The discomfort wafted around us like an odor, but I kept my mouth shut.

“Her tongue is down my throat, and her hands are all over me. She starts . . . caressing me. I thought I was in the middle of some dream, it was that unreal,” said Kevin, shaking his head. “But it was real, and I was holding Olivia. And even with three people around us in the theater, Olivia . . . went down on me.”

I flinched. Kevin’s face reddened. He avoided my gaze. None of it made sense: Why him? For years, he’d reeked of desperation around her. As Liberty Lake’s social media star, Olivia did not lack for men. She had been in a sorority in college, surrounded by hundreds of fraternity brothers. She knew guys with job prospects in finance. She knew rugby players and future doctors. Why would she settle for someone who was little more than a Podunk police officer?

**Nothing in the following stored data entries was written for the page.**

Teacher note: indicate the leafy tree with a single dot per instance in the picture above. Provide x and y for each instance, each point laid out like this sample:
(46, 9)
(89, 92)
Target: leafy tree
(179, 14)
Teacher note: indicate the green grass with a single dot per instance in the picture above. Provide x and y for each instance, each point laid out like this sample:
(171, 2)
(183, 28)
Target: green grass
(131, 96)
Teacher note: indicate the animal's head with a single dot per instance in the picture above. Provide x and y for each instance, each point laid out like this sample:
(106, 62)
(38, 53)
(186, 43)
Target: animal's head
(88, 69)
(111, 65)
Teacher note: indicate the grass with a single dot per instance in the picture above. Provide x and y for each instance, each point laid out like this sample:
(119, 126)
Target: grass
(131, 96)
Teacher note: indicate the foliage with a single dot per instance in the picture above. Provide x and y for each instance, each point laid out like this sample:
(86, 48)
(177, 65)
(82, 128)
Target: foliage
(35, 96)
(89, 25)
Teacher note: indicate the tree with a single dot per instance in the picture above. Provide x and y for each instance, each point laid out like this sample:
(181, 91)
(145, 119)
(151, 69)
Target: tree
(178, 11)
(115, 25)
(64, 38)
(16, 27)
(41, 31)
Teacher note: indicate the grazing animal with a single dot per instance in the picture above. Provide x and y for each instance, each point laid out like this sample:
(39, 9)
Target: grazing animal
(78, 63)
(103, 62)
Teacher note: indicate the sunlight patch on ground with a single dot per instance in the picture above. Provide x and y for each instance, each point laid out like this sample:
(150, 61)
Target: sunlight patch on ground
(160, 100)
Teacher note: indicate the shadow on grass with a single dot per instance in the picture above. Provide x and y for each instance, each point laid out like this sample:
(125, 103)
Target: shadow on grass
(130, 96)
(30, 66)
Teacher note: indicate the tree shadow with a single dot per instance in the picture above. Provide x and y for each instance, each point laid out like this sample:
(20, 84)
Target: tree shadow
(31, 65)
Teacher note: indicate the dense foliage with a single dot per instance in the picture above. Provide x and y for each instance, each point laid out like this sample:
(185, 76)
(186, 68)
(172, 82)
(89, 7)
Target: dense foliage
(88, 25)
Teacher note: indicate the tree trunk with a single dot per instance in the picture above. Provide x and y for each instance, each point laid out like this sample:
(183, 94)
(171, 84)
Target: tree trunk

I wasn’t sure. It was something only she knew, and the explanation could have been anything from boredom to recklessness. Perhaps in some way, she genuinely liked him.

“And then what happened?” I finally asked.

“I . . . I came.” Kevin was almost whispering now, as if he were in a confessional. “And after the movie, I dropped Olivia off at her house.”

“Did you guys—?”

“No. We didn’t.” He paused, dwelling on what hadn’t happened that day. “We never did, actually.”

“Okay.”

“And we never talked about what happened that night at the movie theater. Olivia never brought it up, so I didn’t, either. We just . . . hung out more, you know? We got coffee, went out for dinner, watched more movies together. You know.”

“It sounds like you guys were almost a couple.”

“Yeah, I thought so, too. Everything was going great for the two of us. We even talked about a ski trip together during her winter break. But then she went back to school. I didn’t even know she was home when . . .” Kevin trailed off, his eyes blinking rapidly. He turned away, lifting a sleeve to his face.

In a way, I felt sorry for him. Kevin had done what very few people ever did—get together with their unrequited love. Olivia might have truly liked him back, and for that brief period of time, his dream had become reality.

He sniffled and turned around. His eyes were slightly pink.

“You have any ideas of where to go?” he asked. “Anything big in the park?”

I looked around, trying to remember.

Olivia and I would swing for hours or dig large holes in the sandboxes at the park. Other times we caught bugs. Sometimes we pretended we were spies who stalked the older kids. We wondered why they ran from us whenever we tried to join them.

By the time we were ten, Olivia and I were old enough to bike to the reserve on our own. We would spend the rest of the day there. Olivia was given a flip phone and a whistle from her parents in case anything happened. But nothing ever did.